Saturday, July 02, 2005

LIVE 8: HALF PAST SIX

Fortune is a strange and wonderful beast, with its twists and turns. A few years ago, Snoop Dogg was such a threat to the well being of every known creature on these islands that the Daily Star was amongst those calling on the Home Secretary to throw him out - possibly with a spot of pre-deportation knuckledusting at Heathrow. Now, though, he's striding the stage at Live 8 in one of the Queen's parks, a valid member of society and even telling Gordon Brown what he needs to do. The slightly creepy way he's drooling over the barely legal gymslip dancers suggests that he might not have totally been reintegrated into acceptable society, but he's probably only only an ace away from his first Royal Variety performance. He still pulls that face like he's trying to poop out a garden tool way too much, though.

It turns out when UB40 appeared in the listings, it wasn't a misprint, or a joke. Ali Campbell and his friends and family did indeed take the stage, making something of a mockery of Bob's claims that the only way to get onto the Live 8 stage was to be a big-selling artist in 2005. They trudged their way through their stuff to a largely disinterested audience - it's not even cod reggae anymore; it's like some sort of cheap cod substitute (Hoki Reggae, anyone?), but at least it gave the BBC something to swap easily from BBC ONE to BBC TWO during. Unfortunately, the astonishingly long Wimbledon ladies' final had interfered with the original plans to show Live 8 on BBC TWO until that finished, and then swap to BBC ONE while TWO picked up the men's doubles final. That was meant to be just before five - as it turned out, they couldn't do the swingover until after six, thereby fucking up anyone who had set their TIVOs to tape the whole thing while they sat at the back of Hyde Park. Mind you, why anyone would want to see a thing on TV having spent all day watching it on TVs anyway is anyone's guess; a bigger question, why the BBC couldn't have put all of one event on one channel and all of the other on the other is one of those subtle mysteries that only the longest serving members of Transdiffusion would be able to explain to us.
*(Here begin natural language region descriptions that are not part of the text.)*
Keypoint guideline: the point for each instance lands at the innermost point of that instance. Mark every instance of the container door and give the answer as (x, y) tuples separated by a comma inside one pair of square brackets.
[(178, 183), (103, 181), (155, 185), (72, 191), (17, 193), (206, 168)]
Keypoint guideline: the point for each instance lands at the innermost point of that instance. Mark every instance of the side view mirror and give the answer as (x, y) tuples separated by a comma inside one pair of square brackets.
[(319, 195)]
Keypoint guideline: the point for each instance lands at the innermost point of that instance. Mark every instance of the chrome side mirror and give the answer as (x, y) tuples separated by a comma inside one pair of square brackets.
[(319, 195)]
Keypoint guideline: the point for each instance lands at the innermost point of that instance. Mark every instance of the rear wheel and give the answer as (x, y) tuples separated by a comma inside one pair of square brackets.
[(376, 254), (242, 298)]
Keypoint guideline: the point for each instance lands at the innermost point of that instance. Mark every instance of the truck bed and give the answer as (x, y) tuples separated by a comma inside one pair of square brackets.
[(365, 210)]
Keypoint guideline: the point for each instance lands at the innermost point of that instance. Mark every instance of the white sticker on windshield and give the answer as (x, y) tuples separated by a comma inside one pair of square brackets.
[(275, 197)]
Still, it gave us a chance to flick off behind the press red to see what was going on elsewhere - we bet it wasn't youssou ndour playing in Eden, but it's the only African artist they could come up with at the caption department; Brian Wilson looked like he was having more fun in Berlin than he ever had at Glastonbury.

Bakcstage, Robbie Williams took another opportunity to prove how straight he is by flirting with Fearne Cotton. His method of flirting is rather like the sales method used by Indian call centre workers; constantly repeating a not very attractive offer in the face of indifference. Of course, Williams' bid to prove he is a heterosexual bloke is totally undermined by his mannerisms, which are starting to make Sean from Corrie look like Conan the Barbarian.

Over in Rome, Simon LeBon is sounding surprisingly like Bob Dylan. Dylan at least has the excuse that he has a kazoo lodged in his windpipe.


3 comments:

Simon said...

I think the Wimbledon contract states both singles finals have to be shown on BBC1. Obviously they didn't suspect this sort of thing was likely to interfere. Wasn't it all on BBC2 in 1985?

simon h b said...

Not quite - they were going to be all BBC TWO, until someone pointed out that they had to hand over the network to the Open University before the US concert was going to be over; Michael Grade allowed them to swap to BBC ONE at something like ten o'clock.